ELA Lá, nas nossas intensidades, focos de luz deformando nossos rostos, a maca em posição inverossímil, a eletricidade e seu protagonismo, as pancadas secas, algodões e o cheiro de sangue coagulado, desafio aos limites de hoje e um pouco mais, a música que parecia nascer dos nossos próprios corpos. Agonias, os suores frios, a morte espreitando, tudo isso reunido entre nós, objetos com força própria, movimentos diferentes e ali nossos corpos, fazendo parte de tudo isso. Nos enganamos quando pensamos que nós é que gerávamos as paixões e a energia, porque quando todo o dispositivo desaparece nos encontramos só com nossa nudez, você e eu, descobrimos com horror que as paixões tão nossas faziam parte da cenografia do acontecimento. Por isso hoje só você e eu enfrentamos o vazio da perda do sentido, e isso é insuportável. Na minha memória só ficou disso tudo a lembrança dos movimentos.
A noção de que está tudo no texto é assustadoramente real. Às vezes, fazendo o caminho de volta ao que foi escrito, tudo parece ter ficado ali, persistindo, fortalecendo as raízes e se reproduzindo. É uma sensação irrevogável. Quanto mais se entende por fora, mais por dentro o texto vai te abrindo outros espaços e nunca será o bastante, porque o espaço literário poeta sozinho. Basta olhar para as linhas para a rima para o fundo do papel, que a resposta é sempre ela mesma um novo e outro princípio. A noção de começo. A noção do possível.
Ele e Ela ali objetos com força própria. Objetos que se fecham em seu contato, que não esperam nada que possa vir de fora. Uma ignorância inata, uma exclusividade pretensiosa e fatal. Somos o mundo ou o mundo nos é? A resposta vem pelo abandono. Quando percebemos o mundo é porque ele nos afagou. Percebemos o mundo inteiro quando ele vem em ondas e faz persistir a nossa dor. A nossa dimensão de universo veio pela falta. Hoje eu sei que existe o mundo porque em mim cessou a fala, porque em mim não há explicação, porque em mim queimaram-se os fósforos e resto eu assim, em pausada putrefação. Pausada porque ainda resta tempo para olhar: como estou indo no decorrer das horas.
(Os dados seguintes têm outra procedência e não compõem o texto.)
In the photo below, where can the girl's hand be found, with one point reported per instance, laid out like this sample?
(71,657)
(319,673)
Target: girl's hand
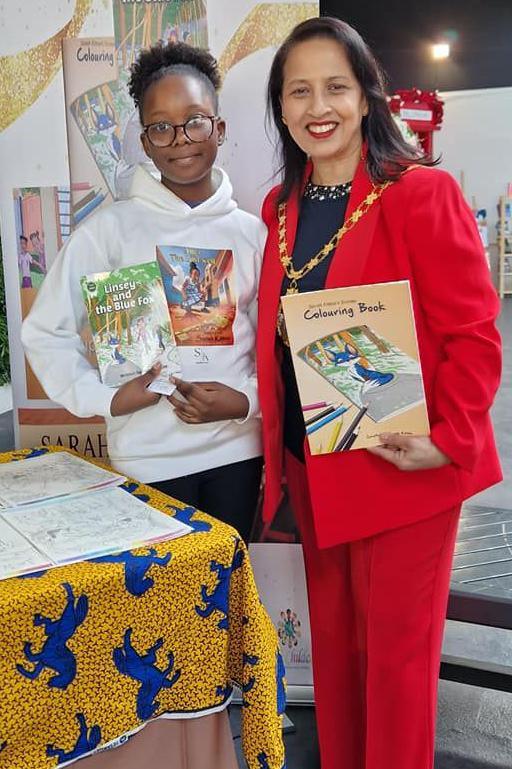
(410,452)
(207,402)
(134,395)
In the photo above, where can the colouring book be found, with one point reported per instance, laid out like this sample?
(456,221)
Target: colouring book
(356,360)
(130,325)
(199,286)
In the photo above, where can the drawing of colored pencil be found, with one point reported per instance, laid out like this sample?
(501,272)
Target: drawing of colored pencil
(313,406)
(335,435)
(330,408)
(348,433)
(325,421)
(353,438)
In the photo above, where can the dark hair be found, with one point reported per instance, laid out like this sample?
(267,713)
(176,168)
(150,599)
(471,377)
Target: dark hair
(172,59)
(388,152)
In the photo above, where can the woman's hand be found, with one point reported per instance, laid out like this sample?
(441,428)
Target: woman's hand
(207,402)
(410,452)
(134,395)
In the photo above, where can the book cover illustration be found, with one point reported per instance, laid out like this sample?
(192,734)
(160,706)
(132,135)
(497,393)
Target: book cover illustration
(199,286)
(130,325)
(140,25)
(356,361)
(92,122)
(99,114)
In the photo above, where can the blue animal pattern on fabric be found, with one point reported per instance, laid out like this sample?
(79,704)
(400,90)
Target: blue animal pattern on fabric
(251,661)
(281,689)
(136,566)
(185,516)
(33,453)
(142,668)
(54,653)
(88,740)
(131,488)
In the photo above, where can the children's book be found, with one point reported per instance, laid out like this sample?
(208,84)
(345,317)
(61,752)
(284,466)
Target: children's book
(356,361)
(92,121)
(130,325)
(200,292)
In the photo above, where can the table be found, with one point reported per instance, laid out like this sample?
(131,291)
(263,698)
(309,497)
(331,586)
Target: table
(92,651)
(481,589)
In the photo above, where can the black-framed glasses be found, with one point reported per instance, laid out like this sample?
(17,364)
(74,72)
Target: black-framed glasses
(197,129)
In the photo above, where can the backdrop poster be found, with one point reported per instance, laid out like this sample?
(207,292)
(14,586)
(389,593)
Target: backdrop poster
(33,149)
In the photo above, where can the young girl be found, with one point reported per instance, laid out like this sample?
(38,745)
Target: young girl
(202,445)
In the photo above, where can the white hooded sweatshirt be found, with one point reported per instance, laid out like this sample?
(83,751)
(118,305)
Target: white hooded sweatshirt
(153,444)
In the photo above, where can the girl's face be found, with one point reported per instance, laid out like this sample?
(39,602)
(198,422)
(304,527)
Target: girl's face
(185,166)
(322,103)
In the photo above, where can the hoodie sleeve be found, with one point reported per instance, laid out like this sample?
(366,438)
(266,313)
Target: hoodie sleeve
(250,386)
(51,332)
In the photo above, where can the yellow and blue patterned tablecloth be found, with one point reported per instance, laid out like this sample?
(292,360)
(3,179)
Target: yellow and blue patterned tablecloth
(90,651)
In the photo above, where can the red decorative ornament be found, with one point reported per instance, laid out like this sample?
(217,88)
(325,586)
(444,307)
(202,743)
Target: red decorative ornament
(421,110)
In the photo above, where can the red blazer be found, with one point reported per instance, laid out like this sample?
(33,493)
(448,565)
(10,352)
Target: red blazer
(422,231)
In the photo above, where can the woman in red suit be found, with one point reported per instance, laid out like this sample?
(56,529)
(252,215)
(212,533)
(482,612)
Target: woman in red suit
(378,526)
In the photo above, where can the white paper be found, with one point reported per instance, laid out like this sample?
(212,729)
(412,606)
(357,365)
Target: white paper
(48,476)
(92,525)
(17,556)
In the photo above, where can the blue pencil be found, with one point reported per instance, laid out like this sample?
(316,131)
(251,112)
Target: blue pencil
(321,422)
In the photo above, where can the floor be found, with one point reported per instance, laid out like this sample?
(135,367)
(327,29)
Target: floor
(474,725)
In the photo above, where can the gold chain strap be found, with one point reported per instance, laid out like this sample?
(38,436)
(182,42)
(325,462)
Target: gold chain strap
(294,275)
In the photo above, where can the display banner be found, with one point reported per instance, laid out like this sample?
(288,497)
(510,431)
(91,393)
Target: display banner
(103,149)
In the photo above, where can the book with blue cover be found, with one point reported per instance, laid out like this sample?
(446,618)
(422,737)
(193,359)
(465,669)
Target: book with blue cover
(356,361)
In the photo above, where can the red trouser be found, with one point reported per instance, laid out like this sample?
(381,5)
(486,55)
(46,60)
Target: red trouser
(377,609)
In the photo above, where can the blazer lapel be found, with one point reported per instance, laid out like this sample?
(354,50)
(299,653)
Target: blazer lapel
(349,260)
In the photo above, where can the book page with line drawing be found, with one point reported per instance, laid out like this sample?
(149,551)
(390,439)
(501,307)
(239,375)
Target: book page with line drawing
(76,529)
(48,476)
(17,555)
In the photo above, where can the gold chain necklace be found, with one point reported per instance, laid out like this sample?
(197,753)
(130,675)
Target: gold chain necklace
(294,275)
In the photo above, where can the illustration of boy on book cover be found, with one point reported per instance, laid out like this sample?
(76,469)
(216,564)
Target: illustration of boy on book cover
(130,325)
(199,288)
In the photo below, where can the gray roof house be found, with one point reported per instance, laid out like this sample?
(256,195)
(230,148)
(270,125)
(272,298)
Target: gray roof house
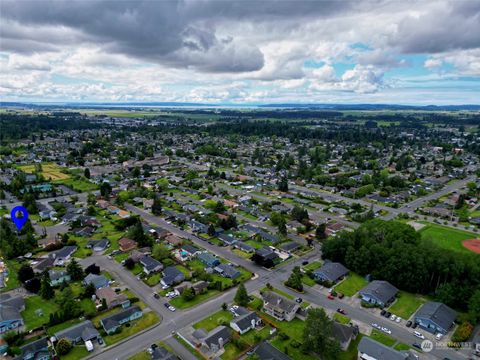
(10,309)
(331,272)
(99,281)
(265,351)
(57,277)
(227,271)
(378,292)
(279,307)
(172,276)
(37,350)
(435,317)
(150,265)
(369,349)
(61,256)
(111,323)
(79,333)
(245,323)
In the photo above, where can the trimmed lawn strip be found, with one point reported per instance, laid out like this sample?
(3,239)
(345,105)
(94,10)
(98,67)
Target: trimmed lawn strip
(351,285)
(382,338)
(214,320)
(447,238)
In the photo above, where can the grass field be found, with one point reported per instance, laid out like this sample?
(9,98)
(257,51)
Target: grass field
(351,285)
(406,304)
(49,171)
(447,238)
(382,338)
(214,320)
(34,303)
É dessa força, desse contexto, dessa conjuntura, dessa obra. Estou falando desse monumento, dessa estruturação, desse céu, desse firmamento. Dessa maquinaria, desse DEUS EX MACHINA, somos hoje fruto, somos partida, não resultado. É difícil se ver como caminho, como percurso, não como objetivo concretizado. Operamos o ser deus com as nossas mãos, com os nossos corpos, e é brincando de ser além que nos esquecemos do que somos fomos.
A cenografia do acontecimento é tão artificial quanto sincera. Ela é um exterior marcado pelo maquinal, mas é também uma maquinal presença, uma maquinal e sincera existência, fruto de nossa criada invenção. A cenografia do acontecimento está de fora porque persiste em nós o desejo pelo umbigo. Persiste em nós uma persistência histórica, um egoísmo inculto, uma satisfação incrivelmente horrorosa dos seres que se bastam. Que se bastam e se comem e se olham - no meio dessa fome - partidos já, já dilacerados. Seres que no meio do banquete se reconhecem falidos, enganados. O que não se percebe porém, é que o engano foi nossa criação.
De fora veremos o que há dentro. Como se o exterior iluminasse a imensidão íntima. Como se a luz nas quintas nos cantos da sala iluminasse as ruínas, as rugas, as persistências, iluminasse a luz a luz das retinas. A cegueira constante. Iluminasse a rotina e a mostrasse tão trivial. Tão sem estofo, tão essencial posto seja banal.
Invertemos o jogo. O que há fora, o maquinal exposto, é tão mais sincero do que esse interior por si apaixonado. Pois quando todo o dispositivo desaparece (quando toda a cena é devolvida ao mundo, quando deixa de ser cena, quando revelam-se as paredes, as luzes, a maquinaria, a encenação, o público) é que vemos o sentido daquela arte, daqueles corpos, no mundo presente. Descobrimos que nossas paixões são antes de todo o mundo. Descobrimos que a nossa parcela genuína só assim é, porque se permite devolver ao mundo.
O vazio. Da perda. Do sentido. O que fica, inevitavelmente, é a lembrança dos movimentos. A lembrança dos movimentos que como movidos por força divina, bestial, celestial, não precisam de peso nem de pernas nem de significado. Movem-se os deuses sem se explicar.